Not Enough Net Savings In The World To Fund The US Budget Deficits:
Finally, there are the reports from the Bank For International Settlements (BIS). For more than a decade, the BIS has repeatedly pointed out that the US is absorbing about 60 percent (or slightly more) of the rest of the world's net monetary savings! This fact, all by itself, proves that the huge US budget deficits now officially planned cannot be funded by the rest of the world because there is not enough net monetary savings to do the job. The US Treasury cannot fund its own spending budget and Americans don't save enough to fund it. Now the rest of the world cannot fund the US Treasury either. At the end of that road lies a day where the US Treasury cannot sell its debt paper."
SILVER
Holding paper looks riskier than ever these days. For that matter, holding most assets looks dangerous. What would you rather own stocks, real estate, bonds, currencies, collectibles or silver and gold? These two precious metals have a history of performing well when other assets shrivel in value. We believe it's downright neglectful not to have a minimum of 10% of your net worth in silver.

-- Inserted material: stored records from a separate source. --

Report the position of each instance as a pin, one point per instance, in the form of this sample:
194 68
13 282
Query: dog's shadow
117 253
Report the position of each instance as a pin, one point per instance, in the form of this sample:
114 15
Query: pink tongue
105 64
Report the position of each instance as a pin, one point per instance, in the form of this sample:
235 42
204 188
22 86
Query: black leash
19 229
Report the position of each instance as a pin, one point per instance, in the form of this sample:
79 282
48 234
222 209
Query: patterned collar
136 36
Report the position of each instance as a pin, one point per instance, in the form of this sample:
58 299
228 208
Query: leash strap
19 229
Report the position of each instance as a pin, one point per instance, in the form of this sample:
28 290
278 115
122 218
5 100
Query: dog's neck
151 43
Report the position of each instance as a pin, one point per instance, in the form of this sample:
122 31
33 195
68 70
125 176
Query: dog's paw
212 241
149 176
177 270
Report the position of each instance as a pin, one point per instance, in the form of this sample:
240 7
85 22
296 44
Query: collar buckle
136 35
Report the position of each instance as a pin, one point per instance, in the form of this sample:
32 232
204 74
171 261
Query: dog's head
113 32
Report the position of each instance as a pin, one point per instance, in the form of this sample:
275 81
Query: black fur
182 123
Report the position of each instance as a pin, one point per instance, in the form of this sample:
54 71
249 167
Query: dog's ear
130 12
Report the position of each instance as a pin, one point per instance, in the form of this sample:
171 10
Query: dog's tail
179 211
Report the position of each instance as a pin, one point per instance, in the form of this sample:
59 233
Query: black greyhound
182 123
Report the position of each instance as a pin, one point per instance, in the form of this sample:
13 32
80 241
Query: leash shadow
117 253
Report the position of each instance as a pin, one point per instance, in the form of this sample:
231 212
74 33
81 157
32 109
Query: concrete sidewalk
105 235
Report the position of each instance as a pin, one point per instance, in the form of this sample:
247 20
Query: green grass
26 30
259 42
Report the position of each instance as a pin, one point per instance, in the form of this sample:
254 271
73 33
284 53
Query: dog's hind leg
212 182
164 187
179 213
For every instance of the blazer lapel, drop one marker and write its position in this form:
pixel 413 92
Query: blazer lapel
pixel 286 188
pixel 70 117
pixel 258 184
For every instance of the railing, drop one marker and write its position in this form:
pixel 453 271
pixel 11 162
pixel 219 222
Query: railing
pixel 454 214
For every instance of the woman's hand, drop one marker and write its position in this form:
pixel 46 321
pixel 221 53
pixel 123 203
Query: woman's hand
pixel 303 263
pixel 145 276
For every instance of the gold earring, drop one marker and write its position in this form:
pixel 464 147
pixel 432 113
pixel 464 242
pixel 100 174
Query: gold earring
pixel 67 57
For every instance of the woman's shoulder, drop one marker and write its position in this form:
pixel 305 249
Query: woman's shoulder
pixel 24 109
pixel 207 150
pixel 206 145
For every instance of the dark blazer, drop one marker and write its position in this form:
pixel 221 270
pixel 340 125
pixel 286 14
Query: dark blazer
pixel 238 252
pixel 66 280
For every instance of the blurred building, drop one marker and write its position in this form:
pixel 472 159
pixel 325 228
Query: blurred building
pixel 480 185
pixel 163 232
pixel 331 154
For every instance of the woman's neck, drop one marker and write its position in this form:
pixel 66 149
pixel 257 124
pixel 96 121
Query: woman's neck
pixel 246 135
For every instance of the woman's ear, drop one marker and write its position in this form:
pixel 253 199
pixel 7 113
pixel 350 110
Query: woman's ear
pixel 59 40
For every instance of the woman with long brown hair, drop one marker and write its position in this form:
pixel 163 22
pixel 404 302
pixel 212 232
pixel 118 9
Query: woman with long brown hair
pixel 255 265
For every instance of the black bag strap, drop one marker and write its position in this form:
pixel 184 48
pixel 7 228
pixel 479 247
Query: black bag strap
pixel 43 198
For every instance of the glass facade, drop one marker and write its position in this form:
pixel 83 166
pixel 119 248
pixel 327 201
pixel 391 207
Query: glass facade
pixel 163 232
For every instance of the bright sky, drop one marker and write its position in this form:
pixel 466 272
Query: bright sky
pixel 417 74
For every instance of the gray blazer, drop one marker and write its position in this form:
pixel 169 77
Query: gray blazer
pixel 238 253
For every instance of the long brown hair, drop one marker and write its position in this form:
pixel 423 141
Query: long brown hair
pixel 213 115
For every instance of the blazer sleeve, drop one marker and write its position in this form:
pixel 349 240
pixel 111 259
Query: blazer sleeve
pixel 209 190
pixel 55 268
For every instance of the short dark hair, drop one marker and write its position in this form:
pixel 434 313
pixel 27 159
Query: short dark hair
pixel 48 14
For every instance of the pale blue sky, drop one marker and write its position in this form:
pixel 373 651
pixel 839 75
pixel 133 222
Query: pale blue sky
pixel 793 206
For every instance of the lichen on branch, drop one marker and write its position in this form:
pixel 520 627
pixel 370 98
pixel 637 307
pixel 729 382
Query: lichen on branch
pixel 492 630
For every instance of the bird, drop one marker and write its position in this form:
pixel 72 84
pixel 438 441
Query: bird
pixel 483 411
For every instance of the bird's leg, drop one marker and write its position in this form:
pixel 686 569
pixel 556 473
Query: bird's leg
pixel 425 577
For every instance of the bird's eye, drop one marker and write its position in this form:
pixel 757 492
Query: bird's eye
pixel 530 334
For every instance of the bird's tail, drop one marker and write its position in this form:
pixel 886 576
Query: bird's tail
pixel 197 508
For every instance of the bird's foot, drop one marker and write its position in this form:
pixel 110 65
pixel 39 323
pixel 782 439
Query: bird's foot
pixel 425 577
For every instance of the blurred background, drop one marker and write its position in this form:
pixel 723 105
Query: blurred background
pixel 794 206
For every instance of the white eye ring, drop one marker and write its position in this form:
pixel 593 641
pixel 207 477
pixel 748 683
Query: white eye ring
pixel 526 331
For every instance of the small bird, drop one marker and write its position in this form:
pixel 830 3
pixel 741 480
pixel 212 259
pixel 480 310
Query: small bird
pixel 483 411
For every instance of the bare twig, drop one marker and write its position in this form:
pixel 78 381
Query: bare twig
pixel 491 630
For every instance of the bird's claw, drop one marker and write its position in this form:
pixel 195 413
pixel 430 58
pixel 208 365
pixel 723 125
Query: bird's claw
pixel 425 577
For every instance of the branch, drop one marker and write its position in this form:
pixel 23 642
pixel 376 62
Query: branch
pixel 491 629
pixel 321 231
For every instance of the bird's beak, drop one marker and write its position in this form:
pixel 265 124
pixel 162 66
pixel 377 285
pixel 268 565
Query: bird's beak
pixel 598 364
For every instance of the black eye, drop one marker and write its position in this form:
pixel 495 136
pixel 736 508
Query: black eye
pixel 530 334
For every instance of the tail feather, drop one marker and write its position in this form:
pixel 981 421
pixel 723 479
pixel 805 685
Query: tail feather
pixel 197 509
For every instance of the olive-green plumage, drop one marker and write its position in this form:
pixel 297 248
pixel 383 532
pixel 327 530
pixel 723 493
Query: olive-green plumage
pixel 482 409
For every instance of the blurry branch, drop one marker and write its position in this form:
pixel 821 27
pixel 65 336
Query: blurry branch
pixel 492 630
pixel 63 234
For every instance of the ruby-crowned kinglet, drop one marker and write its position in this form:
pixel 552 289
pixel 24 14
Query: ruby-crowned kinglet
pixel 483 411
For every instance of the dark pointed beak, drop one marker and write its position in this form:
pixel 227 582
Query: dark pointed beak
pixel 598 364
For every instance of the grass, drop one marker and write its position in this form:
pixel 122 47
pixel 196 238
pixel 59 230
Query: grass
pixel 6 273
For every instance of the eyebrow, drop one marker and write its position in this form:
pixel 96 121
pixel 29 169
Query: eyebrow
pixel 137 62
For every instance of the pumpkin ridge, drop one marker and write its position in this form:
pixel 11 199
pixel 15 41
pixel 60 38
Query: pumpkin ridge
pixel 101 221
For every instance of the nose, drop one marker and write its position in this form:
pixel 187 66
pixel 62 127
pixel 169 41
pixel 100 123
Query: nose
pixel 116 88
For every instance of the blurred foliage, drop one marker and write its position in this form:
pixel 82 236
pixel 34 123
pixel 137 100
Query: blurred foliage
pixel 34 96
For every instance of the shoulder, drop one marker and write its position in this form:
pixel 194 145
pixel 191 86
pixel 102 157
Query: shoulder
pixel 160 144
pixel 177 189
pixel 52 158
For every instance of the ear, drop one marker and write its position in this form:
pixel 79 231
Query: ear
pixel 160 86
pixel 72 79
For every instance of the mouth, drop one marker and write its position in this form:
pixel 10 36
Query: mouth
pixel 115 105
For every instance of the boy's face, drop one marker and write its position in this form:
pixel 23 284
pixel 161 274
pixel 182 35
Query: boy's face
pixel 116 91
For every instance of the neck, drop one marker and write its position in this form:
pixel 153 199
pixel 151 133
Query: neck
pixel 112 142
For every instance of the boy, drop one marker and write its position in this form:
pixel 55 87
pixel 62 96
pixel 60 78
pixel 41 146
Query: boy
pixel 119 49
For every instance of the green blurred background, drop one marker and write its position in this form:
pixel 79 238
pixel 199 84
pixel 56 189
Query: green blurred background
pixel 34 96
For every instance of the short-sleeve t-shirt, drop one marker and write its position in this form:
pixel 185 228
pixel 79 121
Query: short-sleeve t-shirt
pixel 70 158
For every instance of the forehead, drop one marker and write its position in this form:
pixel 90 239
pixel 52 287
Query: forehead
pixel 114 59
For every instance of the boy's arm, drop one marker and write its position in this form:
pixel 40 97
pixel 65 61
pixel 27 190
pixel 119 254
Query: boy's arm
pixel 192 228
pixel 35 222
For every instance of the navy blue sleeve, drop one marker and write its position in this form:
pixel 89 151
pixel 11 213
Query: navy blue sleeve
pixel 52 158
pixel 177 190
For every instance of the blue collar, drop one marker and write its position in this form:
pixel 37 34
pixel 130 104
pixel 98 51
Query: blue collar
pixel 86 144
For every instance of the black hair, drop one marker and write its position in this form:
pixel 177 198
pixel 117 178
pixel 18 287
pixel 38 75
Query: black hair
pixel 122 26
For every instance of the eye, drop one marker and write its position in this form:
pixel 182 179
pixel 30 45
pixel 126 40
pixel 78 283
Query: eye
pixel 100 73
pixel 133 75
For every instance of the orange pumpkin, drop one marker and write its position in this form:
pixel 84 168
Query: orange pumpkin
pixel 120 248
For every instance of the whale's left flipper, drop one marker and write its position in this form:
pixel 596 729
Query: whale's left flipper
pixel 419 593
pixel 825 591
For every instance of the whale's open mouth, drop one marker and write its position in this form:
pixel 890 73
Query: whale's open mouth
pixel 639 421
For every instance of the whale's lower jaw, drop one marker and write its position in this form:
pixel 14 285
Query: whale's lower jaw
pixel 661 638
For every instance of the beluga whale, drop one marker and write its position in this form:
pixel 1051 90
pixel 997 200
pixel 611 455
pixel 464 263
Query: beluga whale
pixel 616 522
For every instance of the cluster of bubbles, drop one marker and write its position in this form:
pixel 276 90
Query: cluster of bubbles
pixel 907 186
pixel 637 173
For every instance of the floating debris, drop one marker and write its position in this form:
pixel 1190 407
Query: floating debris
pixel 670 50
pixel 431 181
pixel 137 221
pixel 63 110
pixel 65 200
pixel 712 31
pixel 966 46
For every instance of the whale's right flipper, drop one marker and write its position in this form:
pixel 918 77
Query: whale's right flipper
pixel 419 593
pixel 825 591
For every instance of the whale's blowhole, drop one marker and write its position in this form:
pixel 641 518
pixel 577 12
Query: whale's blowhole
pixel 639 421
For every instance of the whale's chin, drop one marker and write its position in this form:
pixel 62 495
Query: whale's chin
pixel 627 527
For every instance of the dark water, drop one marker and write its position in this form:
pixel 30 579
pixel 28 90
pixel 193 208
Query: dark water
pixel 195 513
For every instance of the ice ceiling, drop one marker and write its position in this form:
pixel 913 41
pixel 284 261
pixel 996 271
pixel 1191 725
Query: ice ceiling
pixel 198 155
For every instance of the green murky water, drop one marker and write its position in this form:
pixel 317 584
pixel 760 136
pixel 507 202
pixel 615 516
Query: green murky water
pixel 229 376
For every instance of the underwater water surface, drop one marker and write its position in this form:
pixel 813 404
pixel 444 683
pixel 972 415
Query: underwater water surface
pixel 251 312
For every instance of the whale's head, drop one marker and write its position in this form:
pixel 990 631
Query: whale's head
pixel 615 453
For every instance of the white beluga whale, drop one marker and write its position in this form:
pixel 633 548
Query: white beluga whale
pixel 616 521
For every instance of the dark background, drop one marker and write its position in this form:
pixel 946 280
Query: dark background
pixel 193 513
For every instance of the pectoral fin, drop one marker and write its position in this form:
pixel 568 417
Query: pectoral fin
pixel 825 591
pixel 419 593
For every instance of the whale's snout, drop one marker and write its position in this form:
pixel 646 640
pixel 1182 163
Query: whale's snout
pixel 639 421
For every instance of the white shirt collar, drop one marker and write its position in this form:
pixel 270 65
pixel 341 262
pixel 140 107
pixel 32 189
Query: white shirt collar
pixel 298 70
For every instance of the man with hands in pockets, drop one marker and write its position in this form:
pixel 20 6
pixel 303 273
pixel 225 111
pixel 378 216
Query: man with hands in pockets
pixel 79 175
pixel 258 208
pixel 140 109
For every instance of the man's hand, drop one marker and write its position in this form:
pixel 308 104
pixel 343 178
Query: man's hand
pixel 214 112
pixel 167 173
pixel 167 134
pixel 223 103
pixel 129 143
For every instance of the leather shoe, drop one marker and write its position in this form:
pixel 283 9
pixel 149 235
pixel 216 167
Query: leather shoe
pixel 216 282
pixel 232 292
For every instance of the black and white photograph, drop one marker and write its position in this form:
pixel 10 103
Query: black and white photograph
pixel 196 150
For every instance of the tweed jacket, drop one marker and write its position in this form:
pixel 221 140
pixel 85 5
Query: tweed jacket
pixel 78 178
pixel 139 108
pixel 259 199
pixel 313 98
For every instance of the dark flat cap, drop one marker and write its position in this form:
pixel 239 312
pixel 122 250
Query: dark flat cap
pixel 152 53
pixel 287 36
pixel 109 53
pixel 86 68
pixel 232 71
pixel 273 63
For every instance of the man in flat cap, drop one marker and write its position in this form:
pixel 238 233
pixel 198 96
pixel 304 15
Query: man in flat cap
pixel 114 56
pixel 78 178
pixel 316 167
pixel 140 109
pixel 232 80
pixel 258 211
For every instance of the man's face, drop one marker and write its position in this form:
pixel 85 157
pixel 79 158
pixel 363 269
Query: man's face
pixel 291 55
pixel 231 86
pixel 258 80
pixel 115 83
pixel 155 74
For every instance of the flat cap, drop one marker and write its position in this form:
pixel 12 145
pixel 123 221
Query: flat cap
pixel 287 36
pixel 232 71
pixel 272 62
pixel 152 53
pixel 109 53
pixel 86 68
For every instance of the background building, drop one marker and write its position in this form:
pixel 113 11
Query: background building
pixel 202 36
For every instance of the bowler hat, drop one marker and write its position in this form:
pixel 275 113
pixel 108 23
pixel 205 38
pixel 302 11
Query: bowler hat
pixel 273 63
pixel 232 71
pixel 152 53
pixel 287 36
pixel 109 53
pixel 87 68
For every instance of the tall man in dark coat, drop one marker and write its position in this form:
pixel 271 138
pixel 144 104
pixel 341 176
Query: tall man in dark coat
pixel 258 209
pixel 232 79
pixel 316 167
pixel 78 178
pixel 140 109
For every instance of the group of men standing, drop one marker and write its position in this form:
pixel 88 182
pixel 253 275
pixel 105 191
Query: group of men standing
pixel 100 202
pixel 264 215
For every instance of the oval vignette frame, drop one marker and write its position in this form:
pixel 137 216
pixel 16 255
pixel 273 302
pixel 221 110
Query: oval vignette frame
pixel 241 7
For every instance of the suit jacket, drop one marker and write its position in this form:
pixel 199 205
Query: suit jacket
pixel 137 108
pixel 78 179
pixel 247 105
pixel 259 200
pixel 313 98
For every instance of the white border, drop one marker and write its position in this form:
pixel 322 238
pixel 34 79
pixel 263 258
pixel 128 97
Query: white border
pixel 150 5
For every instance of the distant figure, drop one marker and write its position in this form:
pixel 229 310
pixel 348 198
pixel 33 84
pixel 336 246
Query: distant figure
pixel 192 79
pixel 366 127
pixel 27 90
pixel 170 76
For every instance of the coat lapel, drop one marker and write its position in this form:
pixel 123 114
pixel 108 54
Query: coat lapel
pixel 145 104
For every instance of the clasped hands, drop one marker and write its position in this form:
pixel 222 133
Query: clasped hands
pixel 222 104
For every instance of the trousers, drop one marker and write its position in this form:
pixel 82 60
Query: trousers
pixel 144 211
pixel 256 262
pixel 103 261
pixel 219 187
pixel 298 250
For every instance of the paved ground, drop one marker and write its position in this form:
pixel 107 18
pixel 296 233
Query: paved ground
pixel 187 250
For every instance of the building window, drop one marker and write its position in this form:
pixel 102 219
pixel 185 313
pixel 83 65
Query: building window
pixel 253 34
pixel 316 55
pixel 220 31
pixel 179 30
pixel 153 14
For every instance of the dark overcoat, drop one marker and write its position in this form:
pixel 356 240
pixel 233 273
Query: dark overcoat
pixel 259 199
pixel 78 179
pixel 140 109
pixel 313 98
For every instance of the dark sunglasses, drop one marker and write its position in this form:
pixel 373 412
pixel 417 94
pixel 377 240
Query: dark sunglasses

Up to a few weeks ago, 100-ounce bars were nearly impossible to get. Lately we've been able to line up a supply of attractive new bars. The nice thing about 100-ounce bars is that they're not too heavy. They're portable and they stack well in a safe or small hidden space. You get a lot of silver for the money with these 100-ounce bars and they are highly liquid. We don't know how long these bars will be available. Demand could once again overwhelm supply. Buy some of these bars now and salt them away. Each one could become a significant repository of wealth. Call us now at 1-800-328-1860 and order 100-ounce bars.
Sincerely,
James R. CookPresident
P.S. Twelve years ago I wrote the following: "America lives beyond its means. Long-term trends in profits, incomes, savings and investments are unhealthy. Runaway consumption, debt and speculation, on top of soaring trade deficits, can't be sustained. They threaten a financial disaster of a magnitude that exceeds anything in history.
Money and credit trends give even more cause for alarm. Monetary easing and declining long-term interest rates fuel a boom in mortgage refinancing and consumer borrowing. This, along with reduced savings and stock gains propel spending and economic growth. A huge credit bubble is lockstep with a huge speculative stock market bubble lays at the core of U.S. economic strength Massive exposure to derivative risk by U.S. banks is another alarming trend. Major banks appear to be speculating heavily in currency and derivative markets.
Our economic sins are real. They defy ready solutions. Consequently, you can lose enormously on your paper assets. Your retirement and savings plans can be devastated. The government can be overwhelmed trying to cover guarantees and losses, to say nothing of trying to solve its own debt and currency problems. What passes for economic normalcy in America today is pure folly."